Now some more interesting ones 
[Content removed]
Just after catching my friends horse! 
[Content removed]
[Content removed]
[Content removed]


Sorry mega overload but he is just the best!


----------



## kiteman0 (18 February 2013)

He looks great. 
I looked at those pictures on their website.


----------



## PorkChop (18 February 2013)

He is very smart indeed, great pictures.


----------



## Nancykitt (18 February 2013)

Lovely pics! Last fence looks slightly 'interesting' - under a tree, wire to both sides - you did great!


----------



## jess_asterix (18 February 2013)

Thanks he is a star! Yes that fence is quite trappy and you can't get straight to it very easily as there are lots of trees in the way!


----------



## CrazyMare (18 February 2013)

He is fab!


----------



## turkana (18 February 2013)

It's not often that I get jealous of other people's horses but in your case I'll make an exception, he is lovely, the head shot is a really nice picture.

What bit is he wearing, in the head shot it looks like it might be a waterford?

If you ever get bored of him feel free to send him my way!


----------



## jess_asterix (18 February 2013)

Thank you he is pretty awesome!  Everyone needs a super cob. 

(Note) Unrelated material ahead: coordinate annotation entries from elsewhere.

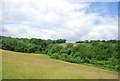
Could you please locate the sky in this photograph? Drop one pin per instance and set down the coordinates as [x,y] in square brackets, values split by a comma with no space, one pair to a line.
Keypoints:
[59,19]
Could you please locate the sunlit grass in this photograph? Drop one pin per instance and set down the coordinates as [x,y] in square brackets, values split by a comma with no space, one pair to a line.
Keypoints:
[18,65]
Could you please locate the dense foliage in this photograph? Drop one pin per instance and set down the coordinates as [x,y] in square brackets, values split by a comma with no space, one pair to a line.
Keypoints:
[99,53]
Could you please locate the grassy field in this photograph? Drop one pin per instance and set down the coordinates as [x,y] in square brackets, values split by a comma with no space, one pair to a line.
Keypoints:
[16,65]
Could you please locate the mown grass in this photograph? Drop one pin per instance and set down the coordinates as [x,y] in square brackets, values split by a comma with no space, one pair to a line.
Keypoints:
[16,65]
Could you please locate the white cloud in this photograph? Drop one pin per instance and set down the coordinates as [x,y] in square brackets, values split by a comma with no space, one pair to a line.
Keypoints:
[54,19]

He is wearing a Waterford running gag. He is normally hunted in a French link Dutch gag but he had got a bit keen and was running on his head so I can just pick his head up easier in this and he actually seems a lot happier in it than the Dutch gag. It is a NS bit.


----------



## jojo5 (18 February 2013)

he really does look a lovely type - with a kind, capable, trustworthy eye.


----------



## Bills (18 February 2013)

Ooh he is a handsome chap, I love a nice coloured cob!! 

My boy hunted with the Albrighton beofre I had him.


----------



## Tiffany (18 February 2013)

What a lovely boy, you both looked to be enjoying yourselves. Do you have an end of day photo when he wasn't so white 

Like all the photos


----------



## Buds_mum (18 February 2013)

Super super super.  

Love him, how big is he? Really really like him


----------



## meesha (18 February 2013)

Lovely !! has given me serious hunting withdrawal.


----------



## laurapru (18 February 2013)

He is LOVELY! I have one just like him, he is super too! 
Fab Pictures! I especially loved the ones with all the coloureds!


----------



## jess_asterix (19 February 2013)

jojo5 said:



			he really does look a lovely type - with a kind, capable, trustworthy eye.
		
Click to expand...

You have just summed him up in 3 words, that's exactly what he is. 



Bills said:



			Ooh he is a handsome chap, I love a nice coloured cob!! 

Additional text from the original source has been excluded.